Libraries used

knitr::opts_chunk$set(echo = TRUE)
library(tm)
library(stringr)
library(SnowballC)
library(tidyverse)
library(stringi)
library(corpus)
library(wordcloud)
library(e1071)
library(NLP)
library(kableExtra)
library(corpus)
library(caret)
library(randomForest)

Downloading the emails

The first step is to read the files from the repository listed on the project page. The code below, downloads the files, unzips the files, and saves them to the local directory provided.

download.file(url = "http://spamassassin.apache.org/old/publiccorpus/20021010_easy_ham.tar.bz2", destfile = "20021010_easy_ham.tar.bz2")
untar("20021010_easy_ham.tar.bz2",compressed = "bzip2")
ham_emails = list.files(path = "easy_ham",full.names = TRUE)

download.file(url = "http://spamassassin.apache.org/old/publiccorpus/20030228_spam_2.tar.bz2", destfile = "20030228_spam_2.tar.bz2")
untar("20030228_spam_2.tar.bz2", compressed = "bzip2")
spam_emails = list.files(path = "spam_2", full.names = TRUE)

Saving all the emails in a “spam” and “ham” list

Then, in order to create a dataframe of the e-mails, I converted both the spam and ham emails into a list.

spam_emails_list <- NA
for (i in 1:length(spam_emails)){
  email_text1 <- readLines(spam_emails[i])
  email_list1 <- list(paste(email_text1, collapse = "\n"))
  spam_emails_list <- c(spam_emails_list, email_list1)
}

ham_emails_list <- NA
for (i in 1:length(ham_emails)){
  email_text <- readLines(ham_emails[i])
  email_list <- list(paste(email_text, collapse = "\n"))
  ham_emails_list <- c(ham_emails_list, email_list)
}

# removing blank first item in lists
ham_emails_list <- ham_emails_list[-1]
spam_emails_list <- spam_emails_list[-1]

Creating dataframes from “spam” and “ham” lists

Next, as a list, I could then turn these into separate dataframes and add a category column which will be used later to help classify the documents as either spam or ham.

ham_df <- data.frame(unlist(ham_emails_list))
ham_df$email_group <- 'ham'

ham_df <- ham_df %>%
  rename("email_text" = unlist.ham_emails_list.)

spam_df <- data.frame(unlist(spam_emails_list))
spam_df$email_group <- 'spam'

spam_df <- spam_df %>%
  rename("email_text" = unlist.spam_emails_list.)

Combining the two dataframes into one

After this, I combined the two separate dataframes into one combined dataframe, making sure to also bind together the column that will be used for classification.

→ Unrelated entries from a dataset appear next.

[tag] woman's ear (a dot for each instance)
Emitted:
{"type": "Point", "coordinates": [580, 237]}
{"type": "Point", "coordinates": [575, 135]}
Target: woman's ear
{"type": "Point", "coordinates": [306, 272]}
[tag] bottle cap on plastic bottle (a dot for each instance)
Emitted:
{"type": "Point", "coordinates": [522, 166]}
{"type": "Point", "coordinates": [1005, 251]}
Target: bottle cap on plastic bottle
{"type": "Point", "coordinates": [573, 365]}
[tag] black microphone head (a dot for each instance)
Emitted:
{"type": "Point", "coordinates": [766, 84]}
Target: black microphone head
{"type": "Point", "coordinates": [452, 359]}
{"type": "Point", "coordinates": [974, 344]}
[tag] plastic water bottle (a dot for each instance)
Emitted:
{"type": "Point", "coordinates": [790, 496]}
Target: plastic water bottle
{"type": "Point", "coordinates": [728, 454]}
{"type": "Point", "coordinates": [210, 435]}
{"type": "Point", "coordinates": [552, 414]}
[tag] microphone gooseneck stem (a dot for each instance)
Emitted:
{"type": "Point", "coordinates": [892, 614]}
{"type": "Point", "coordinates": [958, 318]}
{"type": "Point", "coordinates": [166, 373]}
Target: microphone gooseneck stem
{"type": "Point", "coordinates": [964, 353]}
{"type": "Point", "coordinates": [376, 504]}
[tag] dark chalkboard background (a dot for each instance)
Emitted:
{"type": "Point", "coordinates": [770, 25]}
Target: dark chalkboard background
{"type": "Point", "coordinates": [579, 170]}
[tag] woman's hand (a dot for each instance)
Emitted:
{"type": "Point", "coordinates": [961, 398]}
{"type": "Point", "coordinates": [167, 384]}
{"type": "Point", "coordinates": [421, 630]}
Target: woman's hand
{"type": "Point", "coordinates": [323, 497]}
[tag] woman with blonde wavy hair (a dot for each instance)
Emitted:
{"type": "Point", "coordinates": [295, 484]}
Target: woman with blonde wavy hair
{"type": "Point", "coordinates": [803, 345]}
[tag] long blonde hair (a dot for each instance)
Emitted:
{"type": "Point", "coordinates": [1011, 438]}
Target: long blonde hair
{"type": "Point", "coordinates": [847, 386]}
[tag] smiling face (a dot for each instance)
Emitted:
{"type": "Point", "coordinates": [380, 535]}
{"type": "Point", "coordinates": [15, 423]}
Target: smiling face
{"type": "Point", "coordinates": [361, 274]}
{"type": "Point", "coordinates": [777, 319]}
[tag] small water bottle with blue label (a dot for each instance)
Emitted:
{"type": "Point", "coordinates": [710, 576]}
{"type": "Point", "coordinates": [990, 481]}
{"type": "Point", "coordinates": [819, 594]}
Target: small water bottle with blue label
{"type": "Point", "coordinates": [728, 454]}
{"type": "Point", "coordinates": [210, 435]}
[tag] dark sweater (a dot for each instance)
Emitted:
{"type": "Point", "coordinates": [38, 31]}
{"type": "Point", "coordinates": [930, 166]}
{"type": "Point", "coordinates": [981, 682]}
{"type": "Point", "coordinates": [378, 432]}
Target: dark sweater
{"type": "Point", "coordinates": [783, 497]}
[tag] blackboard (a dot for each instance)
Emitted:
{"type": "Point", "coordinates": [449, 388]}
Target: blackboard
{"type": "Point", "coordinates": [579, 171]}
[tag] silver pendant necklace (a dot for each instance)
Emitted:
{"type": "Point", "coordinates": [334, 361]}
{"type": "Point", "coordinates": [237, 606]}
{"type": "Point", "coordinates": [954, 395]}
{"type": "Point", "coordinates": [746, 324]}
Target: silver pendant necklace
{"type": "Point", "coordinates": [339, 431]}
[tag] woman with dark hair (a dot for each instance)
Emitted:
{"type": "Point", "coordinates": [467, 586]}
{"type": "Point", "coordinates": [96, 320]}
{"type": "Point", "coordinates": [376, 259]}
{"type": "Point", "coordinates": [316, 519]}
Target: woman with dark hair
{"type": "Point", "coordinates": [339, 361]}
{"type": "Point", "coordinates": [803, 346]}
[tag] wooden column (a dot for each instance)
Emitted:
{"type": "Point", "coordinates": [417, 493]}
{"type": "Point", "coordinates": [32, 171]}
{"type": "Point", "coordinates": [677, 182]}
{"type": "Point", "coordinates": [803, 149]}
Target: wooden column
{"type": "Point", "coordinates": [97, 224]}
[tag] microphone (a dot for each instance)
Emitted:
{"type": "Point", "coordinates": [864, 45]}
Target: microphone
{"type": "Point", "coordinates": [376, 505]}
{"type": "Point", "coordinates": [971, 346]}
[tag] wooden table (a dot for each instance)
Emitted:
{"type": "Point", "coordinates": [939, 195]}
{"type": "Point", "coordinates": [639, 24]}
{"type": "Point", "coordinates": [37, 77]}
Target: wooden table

I also randomized the combined dataframe to mix up the spam and ham documents. This’ll be needed for creating a proper training and testing dataset later.

full_email_df <- rbind(ham_df, spam_df)
full_email_df$email_group <- factor(full_email_df$email_group)

set.seed(3453)

full_email_df <- full_email_df[sample(nrow(full_email_df)),]
spam_idx_v <- which(full_email_df$email_group == "spam")
ham_idx_v <- which(full_email_df$email_group == "ham")

Fixing encoding of email text and removing variables

In order to streamline the document, I removed a few variables that will not be used again in the analysis. Additionally, there are certain encoding issues that arise when running this on a Mac. Therefore, I had to add a few lines of code to fix some of these encoding issues in the email documents. Feel free to comment out these lines of code if running this markdown file in Windows.

# removing certain variables that aren't being used anymore
rm(email_list1, email_list, i, email_text, email_text1, ham_emails_list, spam_emails_list)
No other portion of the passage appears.